Search code examples
pythonjsondata-analysis

how to analyze json objects that are NOT separated by comma (preferably in Python)


So I've been trying to analyze data that are presumably given in json format but the objects not separated by commas. Here is a sample from my data:

{
  "areaId": "Tracking001",
  "areaName": "Learning Theater Indoor",
  "color": "#99FFFF"
}
{
  "areaId": "Tracking001",
  "areaName": "Learning Theater Indoor",
  "color": "#33CC00"
}

There are thousands of them, so manually separating them is not possible. So here is my question: - Do I have to separate it comma and put the overarching key and make everything else as value in order to analyze it? I'm a beginner to data analysis, especially for json formatted data so any tips would be appreciated.


Solution

  • The raw_decode(s) method from json.JSONDecoder sounds like what you need. To quote from its doc string:

    raw_decode(s): Decode a JSON document from s (a str beginning with a JSON document) and return a 2-tuple of the Python representation and the index in s where the document ended. This can be used to decode a JSON document from a string that may have extraneous data at the end.

    Example usage:

    import json
    
    s = """{
      "areaId": "Tracking001",
      "areaName": "Learning Theater Indoor",
      "color": "#99FFFF"
    }
    {
      "areaId": "Tracking001",
      "areaName": "Learning Theater Indoor",
      "color": "#33CC00"
    }"""
    decoder = json.JSONDecoder()
    v0, i = decoder.raw_decode(s)
    v1, _ = decoder.raw_decode(s[i+1:]) # i+1 needed to skip line break
    

    Now v0 and v1 hold the parsed json values.
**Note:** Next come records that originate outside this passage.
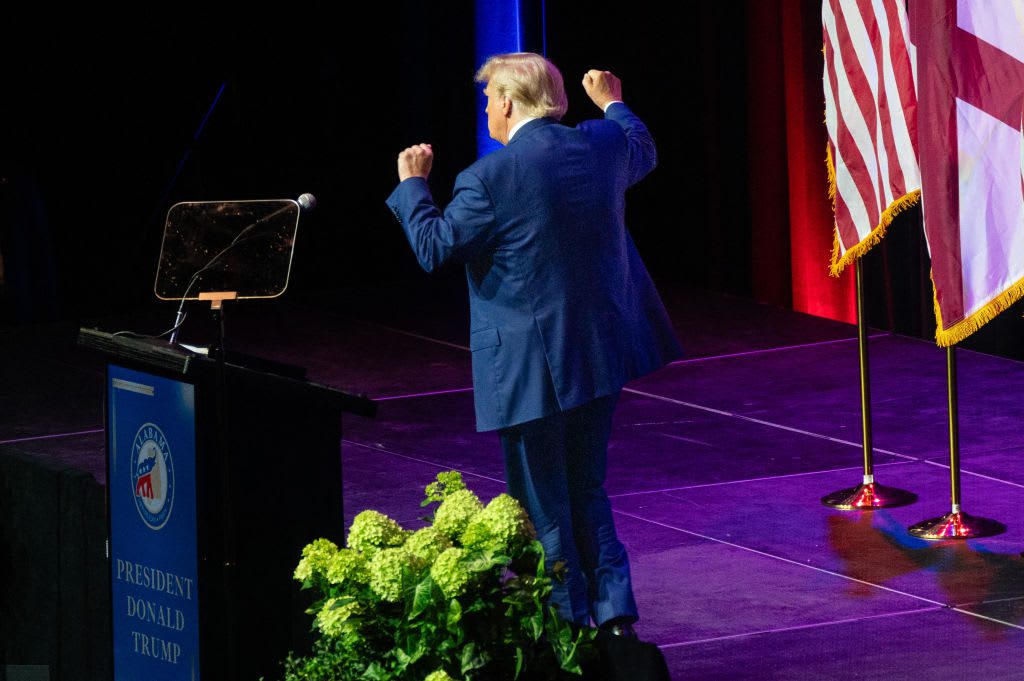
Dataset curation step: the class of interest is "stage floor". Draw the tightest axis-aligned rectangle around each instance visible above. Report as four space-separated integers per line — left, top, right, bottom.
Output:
4 279 1024 680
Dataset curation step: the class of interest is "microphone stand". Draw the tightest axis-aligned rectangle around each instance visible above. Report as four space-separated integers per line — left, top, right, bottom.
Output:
151 193 312 679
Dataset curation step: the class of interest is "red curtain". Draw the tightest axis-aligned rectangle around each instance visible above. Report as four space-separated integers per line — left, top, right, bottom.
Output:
747 0 856 324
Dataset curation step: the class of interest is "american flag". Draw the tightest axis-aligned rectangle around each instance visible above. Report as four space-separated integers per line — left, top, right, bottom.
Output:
823 0 921 276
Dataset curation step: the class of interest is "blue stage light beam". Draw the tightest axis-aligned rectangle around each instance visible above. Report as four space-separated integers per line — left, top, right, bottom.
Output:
475 0 546 157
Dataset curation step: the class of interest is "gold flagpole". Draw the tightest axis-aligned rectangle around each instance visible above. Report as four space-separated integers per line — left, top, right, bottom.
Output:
822 259 917 509
908 346 1005 538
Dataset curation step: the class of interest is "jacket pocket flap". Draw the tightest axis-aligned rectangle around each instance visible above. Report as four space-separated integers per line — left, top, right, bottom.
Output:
470 327 501 351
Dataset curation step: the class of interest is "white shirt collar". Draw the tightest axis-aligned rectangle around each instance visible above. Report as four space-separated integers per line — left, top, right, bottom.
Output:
508 116 539 142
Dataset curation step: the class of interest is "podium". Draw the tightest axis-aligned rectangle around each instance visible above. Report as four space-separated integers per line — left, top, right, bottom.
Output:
79 328 375 681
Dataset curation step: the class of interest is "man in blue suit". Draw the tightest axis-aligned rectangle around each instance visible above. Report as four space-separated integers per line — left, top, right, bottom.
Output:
387 53 681 635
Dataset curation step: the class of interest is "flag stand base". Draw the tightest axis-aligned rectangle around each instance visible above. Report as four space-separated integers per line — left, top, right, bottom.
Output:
822 481 918 510
908 510 1006 540
907 349 1007 540
822 261 918 512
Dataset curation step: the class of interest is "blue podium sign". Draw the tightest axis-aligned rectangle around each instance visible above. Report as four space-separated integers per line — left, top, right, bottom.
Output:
108 365 200 680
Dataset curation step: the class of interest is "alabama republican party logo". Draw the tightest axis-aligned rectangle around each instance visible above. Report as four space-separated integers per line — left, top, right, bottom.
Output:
130 423 175 530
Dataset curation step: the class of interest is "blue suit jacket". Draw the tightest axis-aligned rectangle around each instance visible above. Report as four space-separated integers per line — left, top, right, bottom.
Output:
386 103 682 431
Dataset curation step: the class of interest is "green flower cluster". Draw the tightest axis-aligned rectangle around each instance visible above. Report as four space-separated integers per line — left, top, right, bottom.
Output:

    You may want to use a loop if you have thousands of values:

    import json
    
    with open("some_file.txt", "r") as f:
        content = f.read()
    parsed_values = []
    decoder = json.JSONDecoder()
    while content:
        value, new_start = decoder.raw_decode(content)
        content = content[new_start:].strip()
        # You can handle the value directly in this loop:
        print("Parsed:", value)
        # Or you can store it in a container and use it later:
        parsed_values.append(value)
    

    Using this code for 1000 of above json values took about 0.03 seconds on my computer. However, it will become inefficient for larger files, because it always reads the complete file.